Los equipos técnicos mantienen los trabajos para lograr la incorporación al sistema de las provincias de Granma, Guantánamo y Santiago de Cuba, en un proceso determinado por las condiciones técnicas de la red energética.
En el marco de esta contingencia, el canciller cubano, Bruno Rodríguez, ratificó que las desconexiones del sistema eléctrico nacional son consecuencia del genocida bloqueo impuesto Estados Unidos. El funcionario señaló que el cerco energético limita la importación de combustibles, bloquea el acceso a repuestos y piezas indispensables para el mantenimiento de la red, restringe la cooperación técnica internacional e impide la obtención de financiamiento en los mercados financieros.
En la capital de la isla, La Habana, el servicio se ha recuperado en un 38 por ciento, lo que representa 325.785 clientes atendidos de un total de 862.732. La infraestructura eléctrica capitalina mantiene en operación 22 de sus 26 subestaciones y 108 de sus 286 circuitos de distribución.
La cobertura priorizó la reconexión de 40 de los 45 hospitales de la ciudad y siete de los 18 sistemas de bombeo e impulsores de agua. Las autoridades locales precisaron que dentro de los circuitos restablecidos persisten afectaciones puntuales, asociadas a fallas técnicas en siete de ellos y a un déficit de generación en otros 18.
El proceso de recuperación se extiende progresivamente a diversas provincias centrales y orientales, con prioridad en la energización de centros de salud y sistemas de abasto de agua. En Ciego de Ávila se restableció el enlace con la red nacional, mientras que en Cienfuegos se contabilizan ocho subestaciones en servicio, 25 circuitos activos y cinco hospitales con suministro.
Por su parte, Holguín reporta la reconexión de líneas que abastecen a centros hospitalarios clave, empresas de telecomunicaciones y sistemas de bombeo en las presas de Güirabo y Gibara, además de zonas industriales y turísticas. En Matanzas, conectada por la vía occidental de 220 kilovatios (kV), se logró dar cobertura a subsistemas de 110 kV, hospitales locales y múltiples circuitos municipales.

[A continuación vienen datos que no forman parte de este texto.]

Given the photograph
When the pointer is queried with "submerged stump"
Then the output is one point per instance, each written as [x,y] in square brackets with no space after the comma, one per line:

El fortalecimiento de la red nacional recibió un impulso operativo con la sincronización de una unidad generadora en la Central Termoeléctrica Antonio Guiteras. La planta se encuentra en proceso de incremento paulatino de su carga para aportar estabilidad al flujo energético del país.
Mientras continúan las maniobras para incorporar las regiones pendientes, las empresas eléctricas territoriales han recomendado a la población conectar los equipos electrodomésticos de forma gradual a medida que se restituya el flujo en sus viviendas.
El pasado domingo 2 de agosto, la Unión Eléctrica de Cuba dio a conocer a través de sus canales oficiales que a las 10:43 de la noche hora local, se produjo una nueva desconexión total en el Sistema Electroenergético Nacional. Ante esta situación, la entidad estatal inició de inmediato la aplicación de los protocolos técnicos establecidos para lograr la recuperación progresiva de la red.
Durante la jornada previa, el organismo había reportado una caída parcial del suministro en la región occidental del país. Dicho incidente fue provocado por el disparo simultáneo de las líneas de transmisión de 220 kV que conectan Matanzas con Cienfuegos y Matanzas con Santa Clara, lo que ocasionó la fragmentación de la infraestructura nacional y el posterior colapso energético de la zona occidental.